Вторым способом получения эффекта в неолиберальной модели является перераспределение доходов через управление ценами на сырье. За последние четверть века реальные цены на сырье практически не изменились, тогда как цены на продукцию развитых стран выросли в два-три раза. Эти «ценовые ножницы» обеспечили не менее половины роста доходов Запада за указанный период. И этот механизм перераспределения тоже является инструментом неолиберальной модели.

Вывоз производства в развивающиеся страны – третье ноу-хау неолиберальной модели. Повышение производительности труда – единственный естественный способ экономического развития. Тогда как вывоз производства позволяет увеличить доход с помощью замены дорогой рабочей силы на дешевую. Это значит, что неолиберализм искажает представления о правильном способе повышения эффективности экономической деятельности и ориентирует на обеспечение развития не в результате совершенствования труда, а благодаря фокусам с его оплатой.

 

Как бы благополучно ни выглядели сегодняшние лидеры мировой экономики, прежде чем устремляться за ними вдогонку, стоит посмотреть, куда эта дорога ведет. В истории человечества было немало крахов «великих и могучих» держав. Причем обычно вплоть до своей гибели все они выглядели блестяще. И только последующее патологоисторическое исследование выявляло смертельный недуг.

Принципиальной особенностью неолиберализма является то, что это модель может быть эффективной только во внешнеэкономической сфере деятельности. Поэтому внутренняя экономическая политика развитых стран предусматривает всевозможные ограничения спекуляций и ценовых манипуляций во внутриэкономической деятельности. Так что если во внешней сфере развитые страны используют неолиберальную модель деятельности, то во внутренней сфере стремятся сохранить протестантскую.

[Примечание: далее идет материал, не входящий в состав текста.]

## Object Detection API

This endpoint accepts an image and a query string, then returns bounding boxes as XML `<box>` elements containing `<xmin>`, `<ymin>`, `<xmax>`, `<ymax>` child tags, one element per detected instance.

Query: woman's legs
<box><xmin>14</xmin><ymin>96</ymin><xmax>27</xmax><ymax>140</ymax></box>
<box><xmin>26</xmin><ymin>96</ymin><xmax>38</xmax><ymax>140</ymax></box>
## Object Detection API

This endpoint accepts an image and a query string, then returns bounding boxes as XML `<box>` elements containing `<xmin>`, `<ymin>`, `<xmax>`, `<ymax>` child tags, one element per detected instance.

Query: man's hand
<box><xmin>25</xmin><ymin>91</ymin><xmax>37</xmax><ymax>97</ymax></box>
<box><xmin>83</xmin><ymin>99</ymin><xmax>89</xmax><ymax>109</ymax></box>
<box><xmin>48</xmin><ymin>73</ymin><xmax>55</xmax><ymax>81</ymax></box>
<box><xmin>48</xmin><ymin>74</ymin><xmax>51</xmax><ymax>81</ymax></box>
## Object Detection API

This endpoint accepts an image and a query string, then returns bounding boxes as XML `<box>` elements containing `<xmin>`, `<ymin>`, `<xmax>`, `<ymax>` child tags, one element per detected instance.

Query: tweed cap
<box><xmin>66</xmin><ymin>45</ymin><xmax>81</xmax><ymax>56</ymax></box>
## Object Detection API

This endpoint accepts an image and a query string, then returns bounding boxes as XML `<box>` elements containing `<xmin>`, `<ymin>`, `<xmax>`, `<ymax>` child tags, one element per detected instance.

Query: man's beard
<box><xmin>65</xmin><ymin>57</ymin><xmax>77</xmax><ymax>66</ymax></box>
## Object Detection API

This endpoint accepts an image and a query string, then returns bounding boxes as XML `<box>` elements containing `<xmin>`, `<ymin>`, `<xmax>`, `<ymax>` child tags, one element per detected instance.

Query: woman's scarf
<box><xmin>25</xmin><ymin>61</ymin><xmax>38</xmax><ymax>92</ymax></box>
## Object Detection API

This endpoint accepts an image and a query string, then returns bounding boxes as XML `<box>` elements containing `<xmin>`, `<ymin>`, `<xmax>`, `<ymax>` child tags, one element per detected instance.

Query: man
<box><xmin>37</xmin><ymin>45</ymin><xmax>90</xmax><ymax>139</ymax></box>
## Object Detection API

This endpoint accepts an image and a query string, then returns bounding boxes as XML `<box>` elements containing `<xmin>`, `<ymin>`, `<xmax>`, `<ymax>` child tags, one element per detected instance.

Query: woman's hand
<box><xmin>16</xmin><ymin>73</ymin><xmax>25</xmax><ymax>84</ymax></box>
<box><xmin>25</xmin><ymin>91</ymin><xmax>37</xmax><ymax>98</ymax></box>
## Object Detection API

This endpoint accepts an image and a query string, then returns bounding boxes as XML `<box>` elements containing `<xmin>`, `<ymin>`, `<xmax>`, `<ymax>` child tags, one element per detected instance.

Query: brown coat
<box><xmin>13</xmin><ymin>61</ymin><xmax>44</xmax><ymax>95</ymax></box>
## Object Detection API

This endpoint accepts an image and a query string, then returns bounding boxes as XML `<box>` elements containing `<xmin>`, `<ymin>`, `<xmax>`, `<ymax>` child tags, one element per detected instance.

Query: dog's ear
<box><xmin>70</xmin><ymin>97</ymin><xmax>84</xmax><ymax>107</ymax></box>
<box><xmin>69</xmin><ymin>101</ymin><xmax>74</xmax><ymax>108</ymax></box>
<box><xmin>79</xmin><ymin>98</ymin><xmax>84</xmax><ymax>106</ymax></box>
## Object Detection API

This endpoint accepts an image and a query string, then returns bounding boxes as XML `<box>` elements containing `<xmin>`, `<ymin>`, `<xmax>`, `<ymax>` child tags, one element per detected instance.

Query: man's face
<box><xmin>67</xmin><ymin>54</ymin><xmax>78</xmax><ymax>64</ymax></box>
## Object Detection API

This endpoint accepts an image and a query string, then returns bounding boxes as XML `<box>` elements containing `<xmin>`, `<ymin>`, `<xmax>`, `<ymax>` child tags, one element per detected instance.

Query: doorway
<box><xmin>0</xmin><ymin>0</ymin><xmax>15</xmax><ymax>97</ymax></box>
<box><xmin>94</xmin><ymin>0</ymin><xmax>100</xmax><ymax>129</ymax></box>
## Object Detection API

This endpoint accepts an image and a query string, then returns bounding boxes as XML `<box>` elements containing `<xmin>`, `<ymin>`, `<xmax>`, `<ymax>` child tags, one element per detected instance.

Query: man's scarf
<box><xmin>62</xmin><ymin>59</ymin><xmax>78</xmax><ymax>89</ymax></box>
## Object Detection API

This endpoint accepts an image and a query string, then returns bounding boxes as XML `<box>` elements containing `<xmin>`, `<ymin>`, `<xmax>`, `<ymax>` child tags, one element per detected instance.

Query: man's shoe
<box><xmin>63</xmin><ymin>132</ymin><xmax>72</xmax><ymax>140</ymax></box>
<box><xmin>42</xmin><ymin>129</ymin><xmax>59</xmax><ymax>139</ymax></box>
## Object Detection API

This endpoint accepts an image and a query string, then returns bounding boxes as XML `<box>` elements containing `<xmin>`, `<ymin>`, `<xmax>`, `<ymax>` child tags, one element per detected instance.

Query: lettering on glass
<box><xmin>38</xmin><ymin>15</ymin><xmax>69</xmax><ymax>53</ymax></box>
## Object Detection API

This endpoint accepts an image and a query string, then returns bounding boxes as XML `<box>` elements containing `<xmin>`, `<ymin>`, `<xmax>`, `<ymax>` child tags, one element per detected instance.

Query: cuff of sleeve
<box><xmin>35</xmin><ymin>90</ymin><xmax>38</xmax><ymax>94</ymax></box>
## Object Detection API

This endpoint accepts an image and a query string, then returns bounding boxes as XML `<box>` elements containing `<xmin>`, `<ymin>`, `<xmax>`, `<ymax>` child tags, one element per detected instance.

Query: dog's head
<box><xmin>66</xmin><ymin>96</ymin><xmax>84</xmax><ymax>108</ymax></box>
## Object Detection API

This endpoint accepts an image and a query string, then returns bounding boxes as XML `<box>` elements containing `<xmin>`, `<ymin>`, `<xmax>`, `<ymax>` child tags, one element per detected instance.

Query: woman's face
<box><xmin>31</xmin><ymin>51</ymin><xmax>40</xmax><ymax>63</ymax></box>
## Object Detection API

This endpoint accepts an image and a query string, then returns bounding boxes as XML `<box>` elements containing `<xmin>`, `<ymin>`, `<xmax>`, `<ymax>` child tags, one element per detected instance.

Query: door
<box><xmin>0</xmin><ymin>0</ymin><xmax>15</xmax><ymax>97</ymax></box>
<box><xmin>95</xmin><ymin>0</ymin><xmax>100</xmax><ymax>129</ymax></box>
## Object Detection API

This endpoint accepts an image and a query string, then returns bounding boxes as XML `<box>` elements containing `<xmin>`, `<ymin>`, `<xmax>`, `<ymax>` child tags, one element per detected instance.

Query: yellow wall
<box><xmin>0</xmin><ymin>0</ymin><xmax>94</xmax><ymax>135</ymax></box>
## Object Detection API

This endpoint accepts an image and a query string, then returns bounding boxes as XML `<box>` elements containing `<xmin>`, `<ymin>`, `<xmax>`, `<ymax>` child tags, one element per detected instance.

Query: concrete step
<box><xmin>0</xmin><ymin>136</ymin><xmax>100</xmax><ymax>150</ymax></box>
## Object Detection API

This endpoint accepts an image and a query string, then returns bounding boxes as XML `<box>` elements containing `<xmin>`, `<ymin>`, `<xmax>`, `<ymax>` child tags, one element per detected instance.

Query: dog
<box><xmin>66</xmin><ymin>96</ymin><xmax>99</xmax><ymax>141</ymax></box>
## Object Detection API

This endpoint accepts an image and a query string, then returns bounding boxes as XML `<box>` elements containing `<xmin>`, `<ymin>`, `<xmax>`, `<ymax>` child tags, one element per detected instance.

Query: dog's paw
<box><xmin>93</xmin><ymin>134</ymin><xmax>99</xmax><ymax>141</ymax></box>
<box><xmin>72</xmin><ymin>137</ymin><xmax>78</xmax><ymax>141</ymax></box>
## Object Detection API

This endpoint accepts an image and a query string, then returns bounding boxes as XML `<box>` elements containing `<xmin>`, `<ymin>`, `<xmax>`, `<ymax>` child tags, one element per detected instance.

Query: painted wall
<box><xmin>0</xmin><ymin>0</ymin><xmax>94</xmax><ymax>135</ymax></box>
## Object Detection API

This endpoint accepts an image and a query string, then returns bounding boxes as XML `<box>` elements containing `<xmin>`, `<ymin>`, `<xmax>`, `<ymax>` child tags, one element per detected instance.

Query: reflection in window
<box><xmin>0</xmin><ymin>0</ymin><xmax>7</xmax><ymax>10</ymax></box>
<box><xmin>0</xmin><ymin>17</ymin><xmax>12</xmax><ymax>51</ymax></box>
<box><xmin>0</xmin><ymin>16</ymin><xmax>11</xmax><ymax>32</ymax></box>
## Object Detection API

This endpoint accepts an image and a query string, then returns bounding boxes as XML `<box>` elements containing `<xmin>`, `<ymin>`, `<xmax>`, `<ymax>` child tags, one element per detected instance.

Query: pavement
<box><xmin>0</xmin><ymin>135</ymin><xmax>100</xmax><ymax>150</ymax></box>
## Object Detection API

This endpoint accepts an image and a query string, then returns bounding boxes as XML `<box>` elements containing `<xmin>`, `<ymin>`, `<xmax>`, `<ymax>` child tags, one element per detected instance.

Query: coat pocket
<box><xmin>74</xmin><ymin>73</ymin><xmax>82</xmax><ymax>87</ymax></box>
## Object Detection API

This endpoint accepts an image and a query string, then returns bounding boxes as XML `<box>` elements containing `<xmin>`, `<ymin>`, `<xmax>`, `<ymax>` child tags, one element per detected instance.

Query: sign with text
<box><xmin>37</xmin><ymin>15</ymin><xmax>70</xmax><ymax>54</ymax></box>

Тем не менее, на внутреннюю экономическую среду неолиберализм действует разлагающе. Потому что у человека не может быть две нравственности – внешней и внутренней. Это значит, что рано или поздно под влиянием неолиберальзма во внутренней экономической среде начинают доминировать субъекты, чья нравственность ориентирована на получение доходов с помощью спекуляций и недобросовестного возмещения труда. Это приводит к тому, что у общества начинает развиваться паразитический менталитет. Как следствие, начинается процесс его деградации.

Неолиберализм отнюдь не выглядит более высокой ступенью развития капитализма. Совсем наоборот – это явно деградирующая модель. Как представляется, неолиберализм – современный аналог «ближневосточной модели» экономики. Когда-то Ближний и Средний Восток были лидерами экономического развития. Пока не сели на «иглу» посредничества в торговле между Востоком и Западом – стали получать основной доход не от производства товаров, а от их транзита из Индии, Китая и Юго-Восточной Азии в Европу. То есть, пользуясь своим монопольным географическим положением, начали накручивать на цену спекулятивную надбавку.

Когда «восточная модель» взвинтила цены на свои «услуги» до небес, европейцы отправились искать иные пути в Индию и Китай. И после того, как обходные маршруты были найдены, эра экономического процветания для «ближневосточной модели» закончилась. А средневековые неолибералы погрузились в экономический кризис, из которого не могут выбраться уже больше пятисот лет. Потому что разучились заниматься производительным трудом – создавать конкурентоспособную добавленную стоимость.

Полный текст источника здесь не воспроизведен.